Friday Five

Five Friends’ Awesome Essays and Articles

1 – The Pattern of Rescue by Kelley J. Leigh
Sensitive Material: Human Trafficking
“Some days, a handful of us would huddle around my boss’s desk in the stateside office, and we’d watch the latest uncut video footage of undercover raids.”
Kelley writes regularly (and beautifully) on her own blog at: kelleyjleigh.com

2 – 3 Ways That Low-Paying Assignment May Turn Out to Be a Good Deal by Mridu Khullar Relph
For my writing friends, especially for those like me who are beginning (again). Mridu is pretty much my go-to for freelance advice.

3 – Your holiday season permission slip. by Toni McLellan
Sometimes it’s just nice to have that outside permission to chill and just be.
“You really have to figure out what you want for yourself and what’s not working.”
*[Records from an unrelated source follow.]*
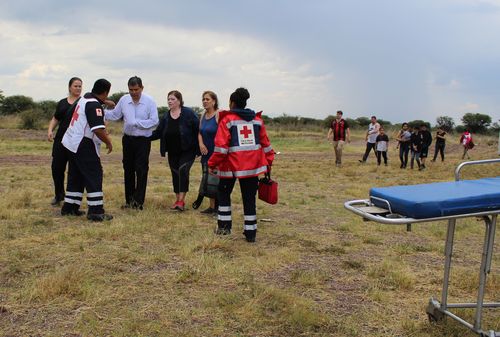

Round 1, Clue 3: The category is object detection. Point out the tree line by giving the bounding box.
[0,90,500,134]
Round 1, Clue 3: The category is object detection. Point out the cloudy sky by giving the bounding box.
[0,0,500,123]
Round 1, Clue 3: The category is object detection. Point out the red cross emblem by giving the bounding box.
[240,125,252,139]
[71,105,80,126]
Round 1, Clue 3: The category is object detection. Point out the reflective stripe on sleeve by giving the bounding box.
[64,198,82,205]
[214,146,229,154]
[66,191,83,198]
[90,125,106,131]
[226,119,262,129]
[218,166,267,178]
4 – How Cancer Gave Me Life by Mikkee Hall
“You have cancer.”
Mikkee is a pretty awesome survivor, if I do say so myself. Because it can be hard to see the good in such a hard place.

5 – In Which I Find Some Courage and Talk to You About My Book by Kristen Strong
I’m so excited about and for Kristen, whom I’ve had the pleasure and joy of working with twice! I’ll be shouting from the rooftops when her book is available!
“Right off the bat, friends, I need to tell you how much I’ve written, deleted, and rewritten this post, all while chewing the heck out of my nails.”

Have you read a great article, essay, blog post, whatever recently? Share it with us!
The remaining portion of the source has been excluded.